Spencer Levy, Americas head of research at CBRE, joined REIT.com for a video interview at REITWise 2016: NAREIT’s Law, Accounting and Finance Conference at the Marriott Marquis in Washington, D.C.
Levy spoke at REITWise 2016 on the state of the real estate markets. One of the most important trends among “big occupiers” in the commercial real estate market today is talent acquisition, according to Levy.
In addition to seeking out the best talent on the employment side, companies are also looking strategically at how to get close to their customers, he added. While talent may be concentrated in the major metropolitan areas, acquiring customers is a more complex analysis, Levy said. Very often, those customers are found in secondary or suburban markets, depending upon the industry. Levy pointed to the health care industry as a prime example of this trend.
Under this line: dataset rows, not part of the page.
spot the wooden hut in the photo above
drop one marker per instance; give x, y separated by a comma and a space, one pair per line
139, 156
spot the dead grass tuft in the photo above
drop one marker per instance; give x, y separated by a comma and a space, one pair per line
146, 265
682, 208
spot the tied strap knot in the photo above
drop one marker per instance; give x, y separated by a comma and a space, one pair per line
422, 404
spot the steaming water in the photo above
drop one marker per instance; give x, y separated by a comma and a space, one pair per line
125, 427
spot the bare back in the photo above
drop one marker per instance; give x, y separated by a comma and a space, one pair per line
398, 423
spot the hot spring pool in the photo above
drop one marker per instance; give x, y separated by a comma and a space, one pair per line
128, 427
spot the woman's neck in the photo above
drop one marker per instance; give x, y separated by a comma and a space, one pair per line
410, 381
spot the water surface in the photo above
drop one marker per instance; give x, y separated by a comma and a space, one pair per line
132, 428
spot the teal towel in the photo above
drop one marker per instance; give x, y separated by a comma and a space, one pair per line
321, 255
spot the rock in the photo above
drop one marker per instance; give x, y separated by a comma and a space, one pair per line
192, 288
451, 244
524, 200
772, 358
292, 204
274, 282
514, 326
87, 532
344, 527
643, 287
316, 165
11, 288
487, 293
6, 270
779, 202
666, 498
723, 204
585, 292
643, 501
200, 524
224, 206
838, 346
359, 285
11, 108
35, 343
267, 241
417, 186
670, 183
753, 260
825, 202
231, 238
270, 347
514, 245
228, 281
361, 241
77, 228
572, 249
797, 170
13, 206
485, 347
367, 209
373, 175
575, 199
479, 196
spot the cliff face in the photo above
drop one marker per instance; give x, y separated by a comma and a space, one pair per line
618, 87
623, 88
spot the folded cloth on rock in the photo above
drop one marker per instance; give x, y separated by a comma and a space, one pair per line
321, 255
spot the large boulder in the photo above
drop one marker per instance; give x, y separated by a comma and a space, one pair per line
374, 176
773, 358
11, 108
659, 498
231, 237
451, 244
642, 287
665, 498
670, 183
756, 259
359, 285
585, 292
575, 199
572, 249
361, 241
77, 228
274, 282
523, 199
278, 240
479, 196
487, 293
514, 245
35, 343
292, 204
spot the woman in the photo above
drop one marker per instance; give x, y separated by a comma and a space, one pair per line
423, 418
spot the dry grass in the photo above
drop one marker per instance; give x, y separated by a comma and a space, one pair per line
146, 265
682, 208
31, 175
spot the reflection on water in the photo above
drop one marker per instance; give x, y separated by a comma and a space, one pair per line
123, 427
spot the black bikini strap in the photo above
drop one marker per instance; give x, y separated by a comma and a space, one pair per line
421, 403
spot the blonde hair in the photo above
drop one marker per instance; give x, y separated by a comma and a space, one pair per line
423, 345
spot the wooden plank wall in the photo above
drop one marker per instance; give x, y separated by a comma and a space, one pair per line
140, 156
Taking a broader look at the state of the commercial real estate market, Levy pointed out that a dynamic exists between fundamentals and sentiment “that could go either way.” Market volatility in early February underscored this precariousness, Levy noted.
“This fear factor is still the thing that I worry about the most,” Levy said.
Levy also discussed the impact of demographics during the course of the next decade.
“Demographics are either a time bomb or an opportunity, depending upon how you look at it,” he said.
In an international context, demographics are a problem for many Western countries and also countries in Asia, notably Japan and China, according to Levy. In Europe, Germany is suffering from an aging population, and part of the reason why it has absorbed a large number of refugees is to fix that problem, Levy explained.
“In the United States, the demographic opportunity may be in suburban and secondary markets because a disproportionate number of older folks live in those markets and use certain types of services,” Levy added. In addition to opportunities for the health care sector in these markets, Levy added that branch banking is also likely to benefit.